Um die Schließung noch abzuwenden, müssen sich die Arbeiter von Ford selbst organisieren und selbst aktiv werden. Die Verlautbarungen und Aktivitäten des Betriebsrats sollen einen wirklichen Kampf zur Verteidigung des Werks verhindern.

So beklagt Betriebsratschef Markus Thal in der größten regionalen Zeitung den „brutalsten Kapitalismus“ des Ford-Managements, mit dem er zweimal die Woche zusammenkommt. Sein neuester Vorschlag ist, Bundeskanzler Scholz (SPD) und EU-Kommissionspräsidentin Ursula von der Leyen (CDU) aufzufordern, als Bittsteller in die Konzernzentrale in den USA zu fliegen.

Diesem armseligen Unterfangen haben sich bereits die neue saarländische Ministerpräsidentin – vormals Wirtschaftsministerin des Landes – Anke Rehlinger und der aktuelle Wirtschaftsminister Jürgen Barke (SPD) unterzogen. Sie flogen letzte Woche über den Atlantik und besuchten die Ford-Weltzentrale in Dearborn, südwestlich von Detroit. Vor der Reise hatten sich Rehlinger und Barke „noch einmal eng mit den Beschäftigtenvertretern von Ford Saarlouis abgestimmt“. In einer Videoschalte hatten sie u. a. mit Thal gesprochen.

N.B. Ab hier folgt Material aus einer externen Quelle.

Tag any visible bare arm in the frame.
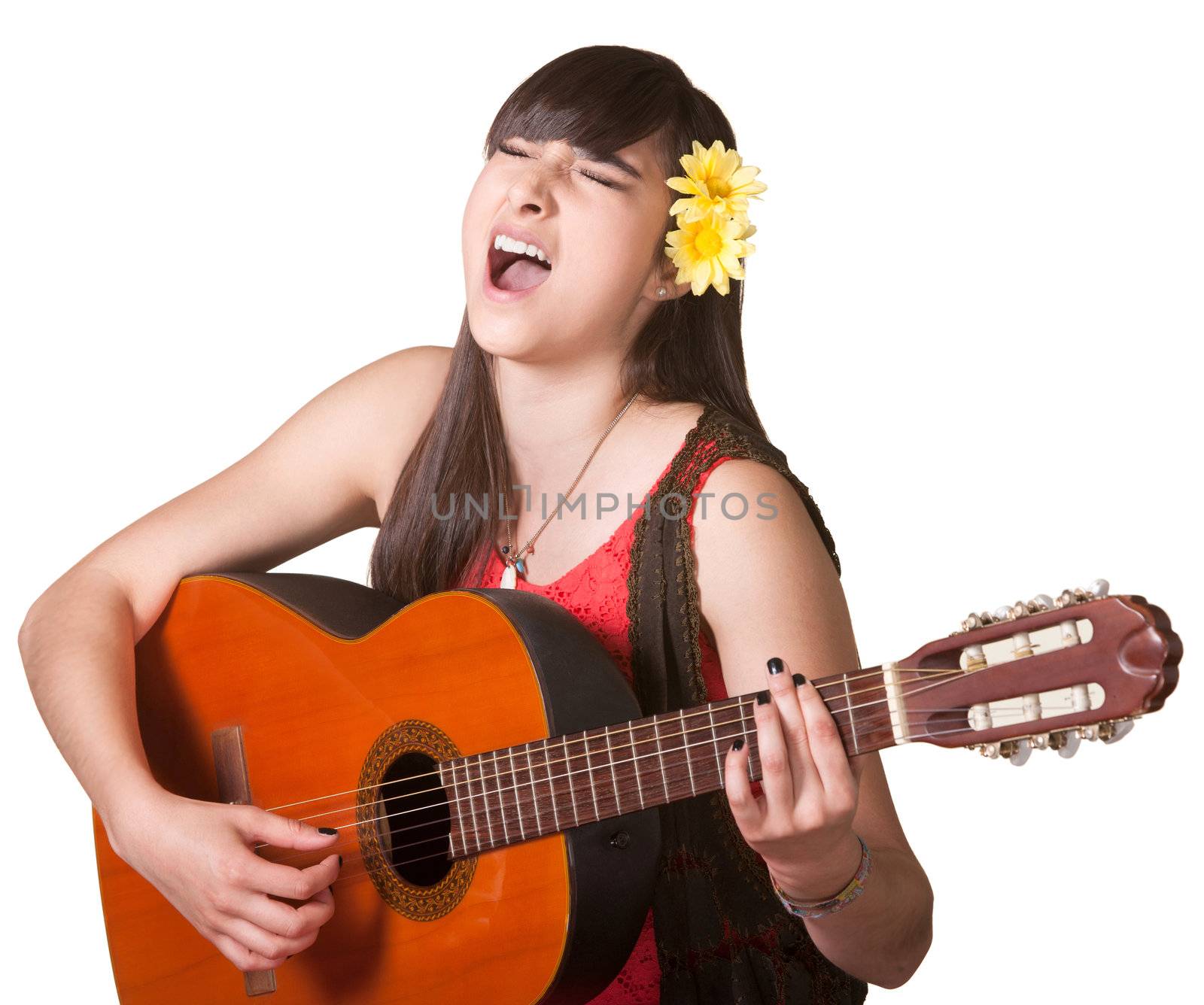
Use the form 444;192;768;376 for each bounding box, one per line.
695;460;932;987
18;347;448;969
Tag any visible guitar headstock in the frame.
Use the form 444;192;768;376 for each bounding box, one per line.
883;579;1184;764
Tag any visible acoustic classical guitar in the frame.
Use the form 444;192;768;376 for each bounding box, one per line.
94;573;1182;1005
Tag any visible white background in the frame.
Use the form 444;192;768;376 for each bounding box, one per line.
0;0;1204;1003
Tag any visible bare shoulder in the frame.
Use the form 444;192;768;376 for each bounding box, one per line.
348;345;453;519
694;459;856;694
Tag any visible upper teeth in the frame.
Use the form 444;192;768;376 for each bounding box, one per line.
494;233;552;263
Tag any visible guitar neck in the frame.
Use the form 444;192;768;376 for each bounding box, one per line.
438;666;895;858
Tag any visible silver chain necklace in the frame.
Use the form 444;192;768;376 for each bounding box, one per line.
500;391;640;590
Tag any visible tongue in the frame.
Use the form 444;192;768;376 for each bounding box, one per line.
495;259;552;290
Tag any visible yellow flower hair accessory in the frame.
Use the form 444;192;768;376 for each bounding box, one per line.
664;140;768;296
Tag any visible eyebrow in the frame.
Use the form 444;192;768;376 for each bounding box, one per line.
514;136;644;182
573;147;644;182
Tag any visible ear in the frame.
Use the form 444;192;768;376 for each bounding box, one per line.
644;265;690;303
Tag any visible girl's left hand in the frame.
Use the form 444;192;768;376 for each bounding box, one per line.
724;657;863;901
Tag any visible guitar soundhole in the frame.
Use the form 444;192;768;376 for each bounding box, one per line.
377;751;453;886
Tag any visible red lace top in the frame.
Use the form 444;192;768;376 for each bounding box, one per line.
452;441;728;1005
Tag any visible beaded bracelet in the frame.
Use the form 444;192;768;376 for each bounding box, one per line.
769;834;871;918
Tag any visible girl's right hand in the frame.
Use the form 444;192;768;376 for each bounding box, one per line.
105;786;339;970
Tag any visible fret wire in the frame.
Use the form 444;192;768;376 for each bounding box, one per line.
652;715;672;803
739;702;756;781
522;744;543;834
582;730;602;820
678;709;698;796
602;726;622;816
628;724;646;809
508;748;526;841
477;751;497;845
560;733;582;826
843;676;861;754
707;703;724;787
543;736;560;830
494;750;510;845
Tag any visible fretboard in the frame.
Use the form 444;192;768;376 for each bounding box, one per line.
439;666;893;858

Der oberste Ford-Konzernchef Jim Farley nahm sich für die Delegation aus dem Saarland keine Zeit, so dass die Landespolitiker nach einer Reise von 6.600 Kilometern mit Europa-Chef Stuart Rowley, dem Geschäftsführer der deutschen Ford-Werke Clemens Doepgen und zwei weiteren Ford-Managern zusammensaßen.

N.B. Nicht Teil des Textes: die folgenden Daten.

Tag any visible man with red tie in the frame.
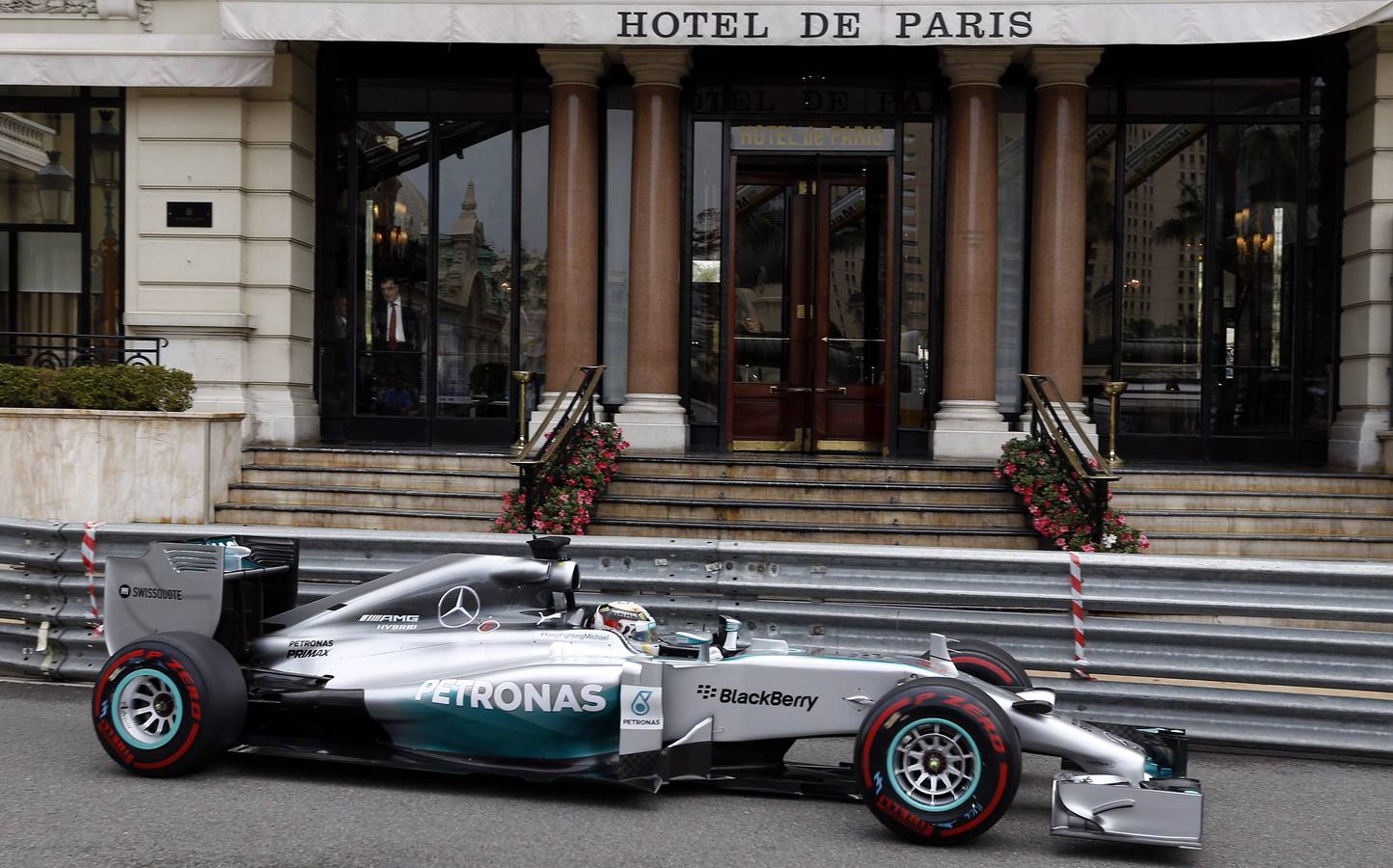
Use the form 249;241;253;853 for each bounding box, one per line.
369;277;424;415
372;277;421;352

Rehlinger warb für das Saarland und Saarlouis. Aber mehr könne sie – „die Politik“ – ohnehin nicht machen: „Es stimmt: Unternehmen entscheiden über ihre Standorte und über Tausende Beschäftigte und ihren Familien.“ Sie habe das erlebt: „Um Halberg Guss zu retten, habe ich alles in die Waagschale geworfen, was das Saarland tun konnte.“

Die Ford-Arbeiter sollten gewarnt sein. Denn das Werk von Halberg Guss ist Ende März 2020 geschlossen worden. Zuvor hatten IG Metall und Betriebsrat Streiks der Arbeiter in Saarbrücken und Leipzig nach sieben Wochen ergebnislos abgebrochen und für einen Verkauf an Investoren geworben. Zuletzt war der Autozulieferer insolvent und zahlte die ein halbes Jahr zuvor vereinbarten Abfindungen und zum Schluss auch die Löhne nicht aus.

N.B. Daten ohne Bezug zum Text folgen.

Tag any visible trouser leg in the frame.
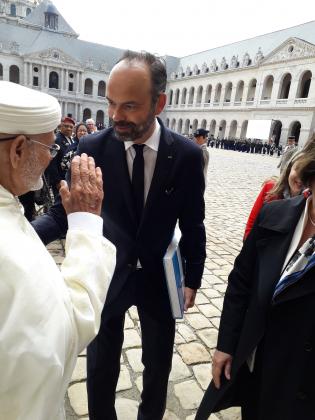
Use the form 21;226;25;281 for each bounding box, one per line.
87;313;125;420
138;307;175;420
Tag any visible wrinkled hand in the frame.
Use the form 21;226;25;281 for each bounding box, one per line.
212;350;233;389
59;153;104;216
184;287;197;311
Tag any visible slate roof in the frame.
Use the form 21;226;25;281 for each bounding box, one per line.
23;0;78;37
178;21;315;71
0;0;315;75
0;22;123;70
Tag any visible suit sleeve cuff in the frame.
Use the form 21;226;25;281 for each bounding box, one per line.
68;211;103;236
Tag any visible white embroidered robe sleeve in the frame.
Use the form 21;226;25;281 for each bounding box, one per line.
0;186;115;420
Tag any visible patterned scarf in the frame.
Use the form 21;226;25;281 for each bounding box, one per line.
273;235;315;300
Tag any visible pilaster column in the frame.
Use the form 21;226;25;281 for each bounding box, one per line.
46;66;50;89
60;69;65;90
23;62;28;86
40;65;45;90
28;63;33;86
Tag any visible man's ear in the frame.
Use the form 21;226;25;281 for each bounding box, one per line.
155;93;167;115
9;135;27;169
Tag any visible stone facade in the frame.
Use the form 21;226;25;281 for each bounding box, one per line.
0;0;315;140
164;37;315;146
0;0;112;125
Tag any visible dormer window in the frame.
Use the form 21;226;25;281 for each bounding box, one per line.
45;4;58;31
10;4;16;16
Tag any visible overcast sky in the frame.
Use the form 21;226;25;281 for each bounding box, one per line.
52;0;315;57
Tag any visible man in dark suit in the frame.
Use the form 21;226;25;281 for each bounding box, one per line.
45;117;75;198
34;52;206;420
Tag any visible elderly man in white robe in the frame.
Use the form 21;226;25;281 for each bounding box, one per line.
0;82;115;420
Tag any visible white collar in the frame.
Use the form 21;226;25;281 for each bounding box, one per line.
124;119;161;152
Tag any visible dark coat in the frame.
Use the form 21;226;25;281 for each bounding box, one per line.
196;196;315;420
33;121;206;304
45;132;78;187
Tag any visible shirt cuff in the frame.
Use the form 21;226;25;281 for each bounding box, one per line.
68;211;103;236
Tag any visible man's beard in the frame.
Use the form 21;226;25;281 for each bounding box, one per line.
110;110;155;141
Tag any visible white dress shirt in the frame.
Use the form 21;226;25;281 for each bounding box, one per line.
124;120;161;202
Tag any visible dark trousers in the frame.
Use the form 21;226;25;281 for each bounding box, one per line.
87;269;175;420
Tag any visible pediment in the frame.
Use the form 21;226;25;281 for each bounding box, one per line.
24;48;82;68
260;38;315;65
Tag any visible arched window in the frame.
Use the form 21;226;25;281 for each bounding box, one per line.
197;86;203;105
192;120;198;133
97;80;106;98
168;89;173;105
205;85;212;104
49;71;59;89
224;82;233;102
235;80;244;102
177;118;183;134
278;73;292;99
184;119;190;135
96;109;104;127
261;75;274;101
181;88;187;105
246;79;257;102
10;3;16;16
288;121;301;143
296;70;312;98
188;87;195;105
209;120;217;136
84;79;93;95
9;65;20;83
83;108;92;121
175;89;179;105
218;120;226;139
213;83;222;103
240;120;248;139
229;120;237;139
271;120;282;146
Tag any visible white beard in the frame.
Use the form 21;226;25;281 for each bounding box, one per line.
30;176;44;191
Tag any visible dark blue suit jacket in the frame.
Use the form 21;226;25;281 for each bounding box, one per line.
33;120;206;303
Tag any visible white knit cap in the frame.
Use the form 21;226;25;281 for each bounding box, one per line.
0;81;61;134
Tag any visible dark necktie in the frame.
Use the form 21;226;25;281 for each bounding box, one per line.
131;144;144;222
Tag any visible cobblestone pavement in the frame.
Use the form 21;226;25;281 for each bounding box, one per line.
49;149;278;420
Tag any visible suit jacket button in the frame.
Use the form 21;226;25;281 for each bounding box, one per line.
296;391;307;401
304;341;313;352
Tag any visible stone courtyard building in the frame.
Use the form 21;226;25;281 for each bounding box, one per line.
165;21;315;146
0;0;126;125
0;0;315;145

Nun erklärt Rehlinger: „Es kommt darauf an, negative Auswirkungen zu mildern und durch positive Entwicklungen mindestens zu kompensieren“, denn „der wirtschaftliche Erfolg unseres Landes ist nicht von einem Unternehmen abhängig“.

Thal mag über den „brutalen Kapitalismus“ jammern, aber in Wirklichkeit profitieren er und andere Betriebsräte von ihm. Ihre Rolle als Betriebspolizei lassen sie sich fürstlich bezahlen. Anders als die Beschäftigten fallen sie weich. Denn die Betriebsräte der IG Metall setzen durch, dass „Unternehmen über ihre Standorte und über Tausende Beschäftigte und ihre Familien entscheiden“ können.

Über die Standorte und ihre Produktionsanlagen sollten aber nicht die Aktionäre im Interesse ihrer Profite entscheiden dürfen, damit ihre Bankkonten wachsen. Über die Werke und die Lebensgrundlage von Tausenden Beschäftigten samt ihren Familien müssen die Beschäftigten selbst bestimmen können.

Dieses Prinzip muss erkämpft werden. In Zeiten der Globalisierung, in der Weltkonzerne kurzerhand ihre Produktion von einem ins andere Land verlagern können, hilft kein Druck auf die Unternehmen, wenn er auf ein Land beschränkt bleibt. Der Kampf zur Verteidigung der Lebensgrundlage von Tausenden und letztlich Millionen Arbeiterfamilien muss international geführt werden.

Die Vereinigung der Ford-Arbeiter in Saarlouis und Almussafes ist ein erster wichtiger Schritt dazu. Um das in Angriff zu nehmen, muss das Ford-Aktionskomitee ausgebaut werden.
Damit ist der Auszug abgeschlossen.